Extraction and cleansing of data for a non-targeted analysis of high-resolution mass spectrometry data of wastewater

MethodsX. 2018 Apr 17:5:395-402. doi: 10.1016/j.mex.2018.04.008. eCollection 2018.

Abstract

We provide a workflow to extract unidentified signals from chromatography-high resolution mass spectrometry (LC-HRMS) data of wastewater samples as a pre-step of a non-targeted analysis of dissolved organic matter (DOM). We provide detailed methodology on data processing and cleanup using MS processing software MZmine 2 and an own set of functions in R developed for wastewater analysis. The processing involves signal extraction, linear mass correction, reduction of noise, grouping of isotopologues, molecular formula assignment and merging of replicates. The article contains software settings and reasoning behind the choice of data extraction options. The supplementary information contains a script for the correction of signal masses using internal standards and templates of internal standard lists. We included a reproducible example as an R notebook with data cleansing workflow and data exported from MZmine.
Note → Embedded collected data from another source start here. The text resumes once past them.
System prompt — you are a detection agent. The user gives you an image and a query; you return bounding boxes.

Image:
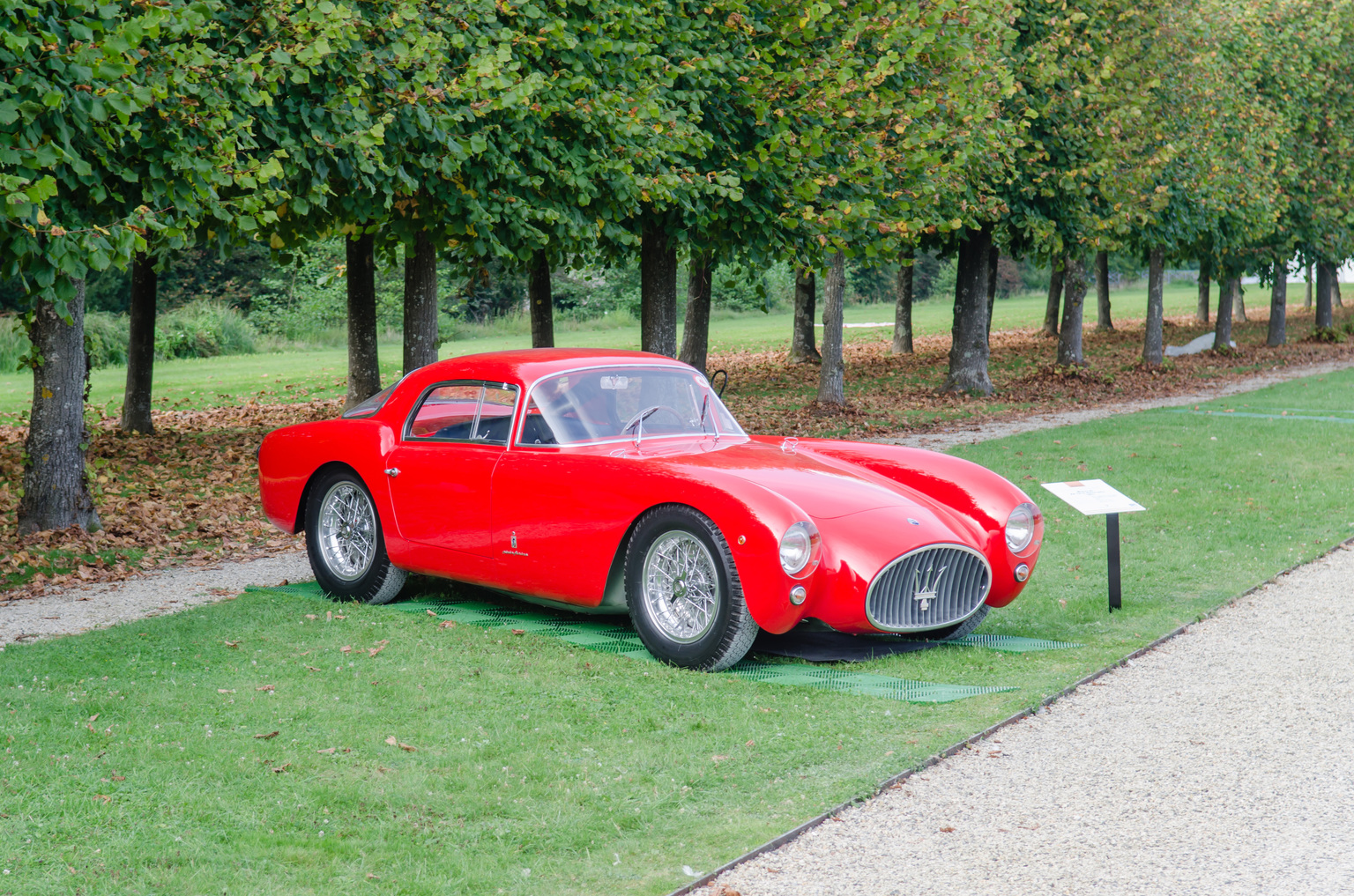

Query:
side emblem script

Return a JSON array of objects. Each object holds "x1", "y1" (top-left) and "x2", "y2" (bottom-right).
[{"x1": 912, "y1": 563, "x2": 949, "y2": 613}]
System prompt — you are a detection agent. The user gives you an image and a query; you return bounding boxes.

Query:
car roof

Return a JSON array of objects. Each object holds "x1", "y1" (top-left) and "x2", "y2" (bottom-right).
[{"x1": 405, "y1": 348, "x2": 685, "y2": 386}]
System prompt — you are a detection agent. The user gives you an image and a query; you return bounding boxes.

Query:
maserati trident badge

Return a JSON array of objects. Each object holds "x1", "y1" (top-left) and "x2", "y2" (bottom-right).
[{"x1": 912, "y1": 563, "x2": 949, "y2": 613}]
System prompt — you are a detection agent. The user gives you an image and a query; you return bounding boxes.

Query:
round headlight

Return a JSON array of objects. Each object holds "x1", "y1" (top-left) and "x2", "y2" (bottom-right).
[
  {"x1": 1006, "y1": 500, "x2": 1038, "y2": 553},
  {"x1": 780, "y1": 521, "x2": 818, "y2": 576}
]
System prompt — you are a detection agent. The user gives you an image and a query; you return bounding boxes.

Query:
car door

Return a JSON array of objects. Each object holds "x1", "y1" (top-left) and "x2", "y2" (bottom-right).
[
  {"x1": 386, "y1": 381, "x2": 517, "y2": 573},
  {"x1": 490, "y1": 387, "x2": 644, "y2": 606}
]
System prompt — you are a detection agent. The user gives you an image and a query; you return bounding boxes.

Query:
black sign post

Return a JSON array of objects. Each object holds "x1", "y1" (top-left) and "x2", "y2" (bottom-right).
[
  {"x1": 1043, "y1": 479, "x2": 1147, "y2": 613},
  {"x1": 1105, "y1": 513, "x2": 1124, "y2": 613}
]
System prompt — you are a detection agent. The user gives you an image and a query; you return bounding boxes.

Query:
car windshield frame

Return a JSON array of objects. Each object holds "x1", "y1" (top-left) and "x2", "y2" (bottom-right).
[
  {"x1": 512, "y1": 363, "x2": 748, "y2": 449},
  {"x1": 399, "y1": 378, "x2": 523, "y2": 448}
]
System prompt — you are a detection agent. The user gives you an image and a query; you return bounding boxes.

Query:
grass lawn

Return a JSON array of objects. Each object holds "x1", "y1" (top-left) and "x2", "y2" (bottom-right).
[
  {"x1": 0, "y1": 285, "x2": 1218, "y2": 414},
  {"x1": 0, "y1": 371, "x2": 1354, "y2": 894}
]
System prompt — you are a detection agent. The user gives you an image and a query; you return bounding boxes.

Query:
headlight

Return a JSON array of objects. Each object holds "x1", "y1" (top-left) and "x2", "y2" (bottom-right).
[
  {"x1": 1006, "y1": 500, "x2": 1038, "y2": 553},
  {"x1": 780, "y1": 520, "x2": 819, "y2": 578}
]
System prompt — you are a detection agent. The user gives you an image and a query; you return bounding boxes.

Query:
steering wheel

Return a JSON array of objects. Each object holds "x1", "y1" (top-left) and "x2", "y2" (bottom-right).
[{"x1": 620, "y1": 404, "x2": 687, "y2": 433}]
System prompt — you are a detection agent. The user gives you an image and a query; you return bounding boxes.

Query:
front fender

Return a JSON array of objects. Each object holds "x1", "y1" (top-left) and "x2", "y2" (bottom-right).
[{"x1": 799, "y1": 439, "x2": 1044, "y2": 606}]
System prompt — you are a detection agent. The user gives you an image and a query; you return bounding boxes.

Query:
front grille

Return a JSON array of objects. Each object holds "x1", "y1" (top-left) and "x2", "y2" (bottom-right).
[{"x1": 866, "y1": 544, "x2": 993, "y2": 632}]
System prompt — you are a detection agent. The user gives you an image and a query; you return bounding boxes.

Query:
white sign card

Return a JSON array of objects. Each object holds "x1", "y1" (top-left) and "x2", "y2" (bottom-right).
[{"x1": 1043, "y1": 479, "x2": 1147, "y2": 517}]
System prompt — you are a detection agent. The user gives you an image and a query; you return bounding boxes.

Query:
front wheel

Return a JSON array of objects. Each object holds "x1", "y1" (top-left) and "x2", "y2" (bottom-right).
[
  {"x1": 306, "y1": 470, "x2": 409, "y2": 604},
  {"x1": 904, "y1": 604, "x2": 993, "y2": 641},
  {"x1": 626, "y1": 505, "x2": 757, "y2": 671}
]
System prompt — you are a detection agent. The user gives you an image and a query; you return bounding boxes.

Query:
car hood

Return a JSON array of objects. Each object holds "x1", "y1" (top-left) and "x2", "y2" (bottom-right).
[{"x1": 693, "y1": 440, "x2": 929, "y2": 520}]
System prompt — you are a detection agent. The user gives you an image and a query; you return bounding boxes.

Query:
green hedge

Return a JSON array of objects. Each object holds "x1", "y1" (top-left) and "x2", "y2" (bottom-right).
[{"x1": 0, "y1": 300, "x2": 258, "y2": 372}]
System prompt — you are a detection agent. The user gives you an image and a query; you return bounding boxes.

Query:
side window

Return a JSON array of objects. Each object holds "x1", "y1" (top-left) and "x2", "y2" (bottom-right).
[
  {"x1": 475, "y1": 383, "x2": 517, "y2": 445},
  {"x1": 409, "y1": 383, "x2": 517, "y2": 445}
]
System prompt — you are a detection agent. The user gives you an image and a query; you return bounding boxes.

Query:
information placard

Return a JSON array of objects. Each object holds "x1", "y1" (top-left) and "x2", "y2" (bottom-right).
[{"x1": 1041, "y1": 479, "x2": 1147, "y2": 517}]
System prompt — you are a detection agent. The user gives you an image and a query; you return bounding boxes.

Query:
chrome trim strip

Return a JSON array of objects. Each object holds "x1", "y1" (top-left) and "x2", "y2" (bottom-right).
[
  {"x1": 508, "y1": 358, "x2": 748, "y2": 449},
  {"x1": 866, "y1": 542, "x2": 993, "y2": 632},
  {"x1": 399, "y1": 379, "x2": 523, "y2": 448}
]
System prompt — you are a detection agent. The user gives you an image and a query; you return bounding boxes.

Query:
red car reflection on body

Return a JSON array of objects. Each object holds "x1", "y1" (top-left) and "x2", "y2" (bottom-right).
[{"x1": 258, "y1": 349, "x2": 1044, "y2": 669}]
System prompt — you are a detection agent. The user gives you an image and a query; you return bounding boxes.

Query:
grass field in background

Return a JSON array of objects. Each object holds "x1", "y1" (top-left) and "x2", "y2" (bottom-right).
[
  {"x1": 0, "y1": 285, "x2": 1218, "y2": 414},
  {"x1": 0, "y1": 371, "x2": 1354, "y2": 896}
]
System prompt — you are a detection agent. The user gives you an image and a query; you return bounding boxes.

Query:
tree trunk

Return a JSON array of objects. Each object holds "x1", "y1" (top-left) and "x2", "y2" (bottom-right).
[
  {"x1": 1058, "y1": 253, "x2": 1086, "y2": 367},
  {"x1": 987, "y1": 242, "x2": 1002, "y2": 343},
  {"x1": 639, "y1": 217, "x2": 677, "y2": 358},
  {"x1": 1194, "y1": 261, "x2": 1221, "y2": 323},
  {"x1": 818, "y1": 250, "x2": 846, "y2": 407},
  {"x1": 1040, "y1": 265, "x2": 1063, "y2": 342},
  {"x1": 527, "y1": 249, "x2": 555, "y2": 348},
  {"x1": 19, "y1": 280, "x2": 99, "y2": 535},
  {"x1": 941, "y1": 226, "x2": 993, "y2": 396},
  {"x1": 788, "y1": 268, "x2": 823, "y2": 364},
  {"x1": 1316, "y1": 261, "x2": 1335, "y2": 329},
  {"x1": 894, "y1": 249, "x2": 917, "y2": 354},
  {"x1": 679, "y1": 252, "x2": 715, "y2": 374},
  {"x1": 1142, "y1": 248, "x2": 1165, "y2": 367},
  {"x1": 344, "y1": 233, "x2": 381, "y2": 410},
  {"x1": 404, "y1": 232, "x2": 437, "y2": 374},
  {"x1": 120, "y1": 252, "x2": 157, "y2": 436},
  {"x1": 1265, "y1": 258, "x2": 1288, "y2": 345},
  {"x1": 1096, "y1": 252, "x2": 1110, "y2": 331},
  {"x1": 1213, "y1": 278, "x2": 1242, "y2": 353}
]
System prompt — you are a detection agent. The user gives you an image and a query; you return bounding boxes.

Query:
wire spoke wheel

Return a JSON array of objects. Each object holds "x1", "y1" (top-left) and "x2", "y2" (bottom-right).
[
  {"x1": 642, "y1": 530, "x2": 720, "y2": 644},
  {"x1": 316, "y1": 482, "x2": 376, "y2": 582}
]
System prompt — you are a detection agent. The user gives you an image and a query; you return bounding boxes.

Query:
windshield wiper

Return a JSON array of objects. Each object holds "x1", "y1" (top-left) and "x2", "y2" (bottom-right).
[{"x1": 620, "y1": 404, "x2": 662, "y2": 448}]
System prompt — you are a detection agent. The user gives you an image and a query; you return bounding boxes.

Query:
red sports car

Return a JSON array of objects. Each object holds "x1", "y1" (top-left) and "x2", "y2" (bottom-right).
[{"x1": 258, "y1": 349, "x2": 1044, "y2": 670}]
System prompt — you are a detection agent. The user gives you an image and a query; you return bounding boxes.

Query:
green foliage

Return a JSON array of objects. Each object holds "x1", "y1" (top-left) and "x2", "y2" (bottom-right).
[
  {"x1": 83, "y1": 311, "x2": 127, "y2": 369},
  {"x1": 156, "y1": 300, "x2": 257, "y2": 359}
]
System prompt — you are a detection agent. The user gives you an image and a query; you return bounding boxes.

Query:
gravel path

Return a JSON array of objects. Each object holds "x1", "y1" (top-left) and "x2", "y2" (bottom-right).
[
  {"x1": 697, "y1": 550, "x2": 1354, "y2": 896},
  {"x1": 0, "y1": 551, "x2": 314, "y2": 644},
  {"x1": 869, "y1": 360, "x2": 1354, "y2": 451}
]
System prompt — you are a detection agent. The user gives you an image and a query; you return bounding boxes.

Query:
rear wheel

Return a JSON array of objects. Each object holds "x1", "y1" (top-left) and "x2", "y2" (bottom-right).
[
  {"x1": 626, "y1": 505, "x2": 757, "y2": 671},
  {"x1": 306, "y1": 470, "x2": 407, "y2": 604}
]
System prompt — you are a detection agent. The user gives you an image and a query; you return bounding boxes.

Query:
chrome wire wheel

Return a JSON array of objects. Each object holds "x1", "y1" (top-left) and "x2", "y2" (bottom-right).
[
  {"x1": 644, "y1": 530, "x2": 720, "y2": 644},
  {"x1": 316, "y1": 482, "x2": 376, "y2": 582}
]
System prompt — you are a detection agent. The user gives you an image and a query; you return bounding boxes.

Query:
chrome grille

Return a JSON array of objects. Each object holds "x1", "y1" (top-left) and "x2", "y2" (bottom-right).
[{"x1": 866, "y1": 544, "x2": 993, "y2": 632}]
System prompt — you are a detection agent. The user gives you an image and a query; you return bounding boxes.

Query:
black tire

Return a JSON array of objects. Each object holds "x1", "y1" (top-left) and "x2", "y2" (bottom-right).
[
  {"x1": 904, "y1": 604, "x2": 993, "y2": 641},
  {"x1": 306, "y1": 467, "x2": 409, "y2": 604},
  {"x1": 626, "y1": 505, "x2": 757, "y2": 671}
]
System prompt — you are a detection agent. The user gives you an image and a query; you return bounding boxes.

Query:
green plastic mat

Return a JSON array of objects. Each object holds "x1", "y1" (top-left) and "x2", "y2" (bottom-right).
[
  {"x1": 247, "y1": 582, "x2": 1018, "y2": 702},
  {"x1": 941, "y1": 635, "x2": 1081, "y2": 654}
]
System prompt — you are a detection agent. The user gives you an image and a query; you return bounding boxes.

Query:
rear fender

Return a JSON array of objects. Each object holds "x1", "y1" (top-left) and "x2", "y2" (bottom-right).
[{"x1": 258, "y1": 419, "x2": 394, "y2": 544}]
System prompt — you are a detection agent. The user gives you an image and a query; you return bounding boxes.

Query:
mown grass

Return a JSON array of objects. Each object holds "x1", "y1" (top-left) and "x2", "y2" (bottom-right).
[
  {"x1": 0, "y1": 372, "x2": 1354, "y2": 894},
  {"x1": 0, "y1": 285, "x2": 1195, "y2": 416}
]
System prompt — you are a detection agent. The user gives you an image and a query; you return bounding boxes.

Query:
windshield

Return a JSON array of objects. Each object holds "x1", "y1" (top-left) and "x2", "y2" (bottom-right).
[{"x1": 518, "y1": 367, "x2": 743, "y2": 445}]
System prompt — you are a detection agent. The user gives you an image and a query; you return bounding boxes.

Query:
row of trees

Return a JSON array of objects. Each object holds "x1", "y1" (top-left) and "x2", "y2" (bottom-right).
[{"x1": 0, "y1": 0, "x2": 1354, "y2": 530}]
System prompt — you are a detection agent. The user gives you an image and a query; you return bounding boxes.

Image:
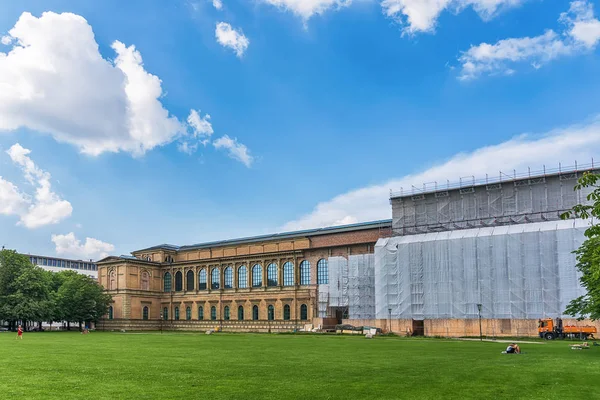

The data were used according to the described methodology in the article "A non-targeted high-resolution mass spectrometry data analysis of dissolved organic matter in wastewater treatment" by Verkh et al., 2018. •Includes a linear mass correction algorithm for LC-HRMS signals.•Describes a pipeline of non-targeted processing of LC-HRMS data of wastewater using free software.•Provides tests and reasons for parameter choice in non-targeted LC-HRMS wastewater data extraction.

Keywords: Combined MZmine 2.26 and R extraction workflow of LC-HRMS wastewater data; MZmine; Molecular formula prediction; R; Water screening.